413 Request Entity Too Large the size of the target document exceeds the size that the server is currently willing to handle. If the server thinks it can process the request later, it should provide a Retry-after header (HTTP 1.1 new).
414 Request Uri Too Long URI is too lengthy (HTTP 1.1 new).
416 requested range not satisfiable server does not meet the Range header specified by the customer in the request. (HTTP 1.1 new)
The Internal server Error server encountered unexpected conditions and was unable to complete the customer's request.
The 501 not implemented server does not support the functionality required to implement the request. For example, a customer sends a put request that is not supported by the server.
502 Bad Gateway server as a gateway or proxy, the server returned an illegal reply in order to complete the request to access the next server.
503 Service Unavailable Server failed to answer due to maintenance or heavy load.
504 Gateway Timeout is used by a server acting as a proxy or gateway, indicating that it is not able to get answers from remote servers in a timely manner. (HTTP 1.1 new)
505 HTTP version not supported server does not support HTTP versions as specified in the request

HTTP protocol header fields

Contact Us

The content source of this page is from Internet, which doesn't represent Alibaba Cloud's opinion; products and services mentioned on that page don't have any relationship with Alibaba Cloud. If the content of the page makes you feel confusing, please write us an email, we will handle the problem within 5 days after receiving your email.

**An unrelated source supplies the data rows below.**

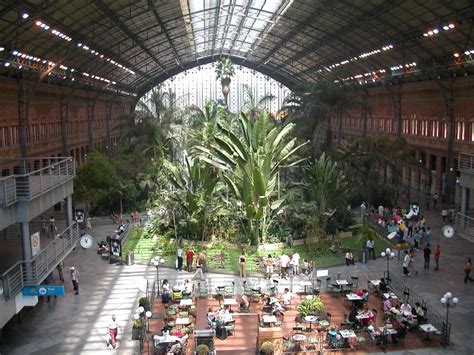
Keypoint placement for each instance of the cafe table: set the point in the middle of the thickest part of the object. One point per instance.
(311, 320)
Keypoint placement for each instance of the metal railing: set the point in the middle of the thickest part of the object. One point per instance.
(466, 163)
(464, 224)
(25, 273)
(36, 176)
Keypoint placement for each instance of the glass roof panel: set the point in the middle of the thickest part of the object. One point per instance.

If you find any instances of plagiarism from the community, please send an email to: info-contact@alibabacloud.com and provide relevant evidence. A staff member will contact you within 5 working days.

A Free Trial That Lets You Build Big!

Start building with 50+ products and up to 12 months usage for Elastic Compute Service

  • Sales Support

    1 on 1 presale consultation

  • After-Sales Support

    24/7 Technical Support 6 Free Tickets per Quarter Faster Response

  • Alibaba Cloud offers highly flexible support services tailored to meet your exact needs.